Here it is, a Florida-Tennessee game that actually means something.

Saturday evening’s tussle in Knoxville — like it or not — is a must-win for the Vols if Rocky Top wants to keep its program in the national spotlight. A victory gives the Volunteers a leg up in the East and more importantly, cools the hot seat — at least temporarily — that’s roasting Derek Dooley.

Dooley replaced Lane Kiffin in 2010 to rebuild a unit that suffered serious decline in Phillip Fulmer’s final season. Instead, Tennessee has sputtered to consecutive losing seasons, dismissed a number of key players and hasn’t been competitive against ranked teams. Since 2010, Tennessee is 0-10 against ranked teams with the average margin of defeat at 22.1 points per game — unacceptable by Rocky Top standards.

Tradition-rich Tennessee’s game against the Gators will determine whether or not this team is “back” and if the Vols are a serious contender in the East. A nationally-televised contest at Neyland Stadium and Gameday in Knoxville only ups the ante for Dooley whose future rides on a successful finish in Year 3. Remember when it used to be difficult to win at Tennessee, a site with checkerboard end zones and 100,000-plus rabid fans?

The Vols need to get back to that and it starts with all-conference hopeful Tyler Bray.

Tennessee’s offense, when Bray is healthy, is tough to contain. Had he not been injured early on last season, the Vols would’ve won more than five games. He’s calm in the pocket, has an NFL arm and seems to have complete control of Jim Chaney’s offense. Have we mentioned how well Bray has played this season? In two games, he’s completed almost 75 percent of his passes, hasn’t thrown a pick and has six touchdowns. The 6-foot-6 junior has put the ball in the hands of multiple playmakers including Justin Hunter. Hunter has made up for Da’Rick Rogers dismissal with 17 catches for 219 yards and three scores. JUCO transfer Cordarrelle Patterson is the hidden gem who made a splash in Tennessee’s emphatic opener in Atlanta against N.C. State.
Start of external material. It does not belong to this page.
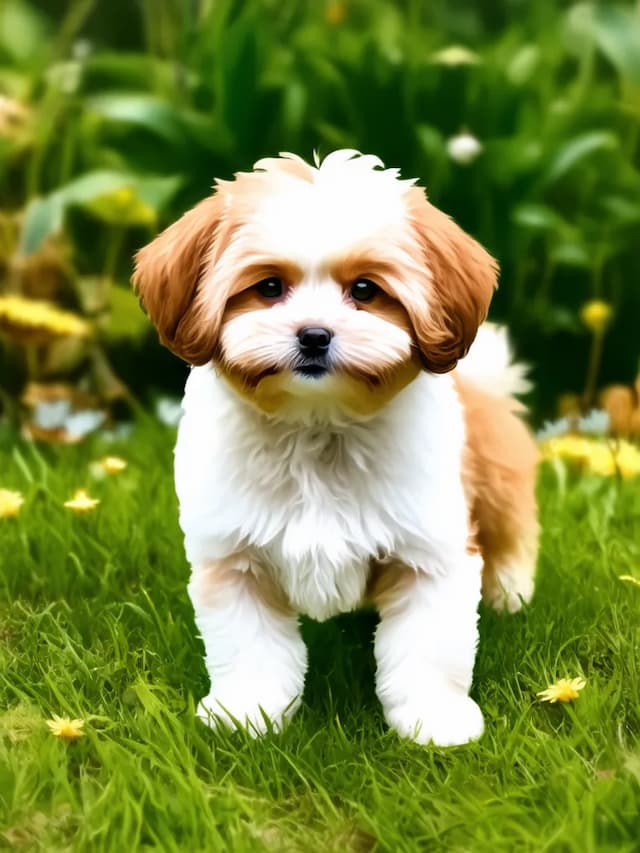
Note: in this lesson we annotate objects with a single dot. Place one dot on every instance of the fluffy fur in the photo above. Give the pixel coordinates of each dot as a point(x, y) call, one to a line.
point(386, 476)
Moreover, it’s an important game for Bray who is still trying to put his name in the elite realm of college football’s top quarterbacks. A stellar outing against one of the SEC’s best secondaries would certainly strengthen his argument and make him an early front-runner for the league’s offensive player of the year award.

As the saying goes, there’s two sides to every story and Florida views Saturday’s game just as vital to its championship expectations.

What will the Gators have to say about Tennessee’s most important game of the Dooley era? Florida will try and handle it as business as usual. Florida has dominated the rivalry, winning 15 of the last 20 games including seven straight. Despite a weak history on offense under Will Muschamp, the Gators opened a few eyes last week with a road win over Texas A&M, a gutsy 20-17 decision. Quarterback Jeff Driskel made enough plays to win away from home in the SEC, something you can’t teach a young quarterback. The Gators come in with confidence and a quiet swagger since most view them as the underdog.

We’ll see what Tennessee is made of Saturday night in Knoxville and for Dooley’s sake, determine how many feelers he should send to other schools in the offseason — perhaps none if his team handles the pressure and captures a win.

How do you think Dooley and the Vols will fare in their biggest game in three seasons Saturday?